Democrats say the IRS funding boost would improve customer service, update technology systems, and increase tax enforcement on larger companies. But Republicans argued the funds would be used to hire thousands of IRS agents to go after the middle-class and smaller businesses.

“Republicans are blocking the Biden Administration from unleashing 87,000 new IRS agents to go after families and small businesses and their unprecedented increase in IRS audits,” the Ways and Means House Committee said on Monday, adding that the bill “rescinds all new IRS funding for squeezing middle-class families and small businesses, while enhancing the services Americans expect to receive from their government.”

The committee warned: ” Democrats have long used the IRS and the tax code as a political weapon and will lead to more IRS abuses like those we’ve seen in the past: Targeting of Tea Party and conservative groups during the Obama Administration; Seeking a bank surveillance scheme on all American bank accounts; Massive leak of information to ProPublica used to support Democrat causes; Unleashing a dangerous new political weapon through the public release of the former President’s private tax returns.”

The Congressional Budget Office (CBO), a federal agency, estimated on Monday (pdf) the bill to rescind IRS funding would reduce the funding for the IRS by $71 billion, but would be projected to reduce tax revenue by $186 billion. It estimated the net deficit to be $114 billion over the next decade.

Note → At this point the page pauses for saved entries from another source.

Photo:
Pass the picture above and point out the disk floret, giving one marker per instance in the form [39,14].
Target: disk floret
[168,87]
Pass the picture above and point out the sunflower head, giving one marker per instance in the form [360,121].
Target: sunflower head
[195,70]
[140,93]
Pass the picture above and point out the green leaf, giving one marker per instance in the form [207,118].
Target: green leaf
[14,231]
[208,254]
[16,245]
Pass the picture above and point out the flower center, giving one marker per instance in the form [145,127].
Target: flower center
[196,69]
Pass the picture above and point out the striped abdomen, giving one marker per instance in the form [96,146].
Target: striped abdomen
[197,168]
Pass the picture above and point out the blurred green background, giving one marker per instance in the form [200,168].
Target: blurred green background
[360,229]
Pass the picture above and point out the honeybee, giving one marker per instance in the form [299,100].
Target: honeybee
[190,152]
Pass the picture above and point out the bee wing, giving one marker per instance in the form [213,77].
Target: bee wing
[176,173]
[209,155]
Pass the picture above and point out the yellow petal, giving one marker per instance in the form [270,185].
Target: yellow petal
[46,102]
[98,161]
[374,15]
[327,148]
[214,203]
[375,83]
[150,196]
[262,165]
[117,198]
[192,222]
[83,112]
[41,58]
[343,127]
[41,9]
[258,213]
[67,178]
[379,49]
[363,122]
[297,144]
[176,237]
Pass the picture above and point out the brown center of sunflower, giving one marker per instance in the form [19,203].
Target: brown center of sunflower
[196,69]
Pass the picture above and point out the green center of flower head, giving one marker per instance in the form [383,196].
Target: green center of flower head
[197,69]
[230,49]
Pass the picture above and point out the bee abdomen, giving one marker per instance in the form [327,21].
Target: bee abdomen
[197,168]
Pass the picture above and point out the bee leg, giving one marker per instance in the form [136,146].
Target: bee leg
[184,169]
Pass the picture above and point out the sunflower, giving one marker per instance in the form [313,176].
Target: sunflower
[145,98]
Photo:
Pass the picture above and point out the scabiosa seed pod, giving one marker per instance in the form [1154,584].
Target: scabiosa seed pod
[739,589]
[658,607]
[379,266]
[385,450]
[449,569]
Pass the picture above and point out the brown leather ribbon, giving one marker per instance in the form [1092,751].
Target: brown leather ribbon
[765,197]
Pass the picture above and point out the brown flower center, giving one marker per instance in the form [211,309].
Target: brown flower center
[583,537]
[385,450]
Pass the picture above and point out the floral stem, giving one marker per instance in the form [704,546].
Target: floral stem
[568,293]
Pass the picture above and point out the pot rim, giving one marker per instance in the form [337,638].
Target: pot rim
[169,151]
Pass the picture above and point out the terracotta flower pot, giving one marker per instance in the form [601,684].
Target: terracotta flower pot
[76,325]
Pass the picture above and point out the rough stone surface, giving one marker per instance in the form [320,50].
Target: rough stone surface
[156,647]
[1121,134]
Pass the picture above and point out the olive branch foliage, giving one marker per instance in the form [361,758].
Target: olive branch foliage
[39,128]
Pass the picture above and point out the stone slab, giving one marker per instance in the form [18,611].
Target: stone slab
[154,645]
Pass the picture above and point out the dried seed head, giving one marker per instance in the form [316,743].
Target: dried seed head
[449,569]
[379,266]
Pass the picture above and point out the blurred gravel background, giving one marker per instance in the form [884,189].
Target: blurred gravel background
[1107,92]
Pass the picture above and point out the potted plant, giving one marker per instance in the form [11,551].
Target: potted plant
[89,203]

Meanwhile, the CBO said back in September 2022 that the IRS funding boost, as signed into law by Biden, would cause audit rates to “rise for all taxpayers,” but also noted that “higher-income taxpayers would face the largest increase.”

“Higher audit rates would probably also result in some audits of taxpayers who would later be determined not to owe additional taxes,” the CBO said.

“However, the Biden Administration’s proposal for more information reporting, as well as additional spending on IRS technology, might reduce the burden on compliant taxpayers by allowing the IRS to better target noncompliant ones and to reduce the number of audits that resulted in no change in tax assessment.”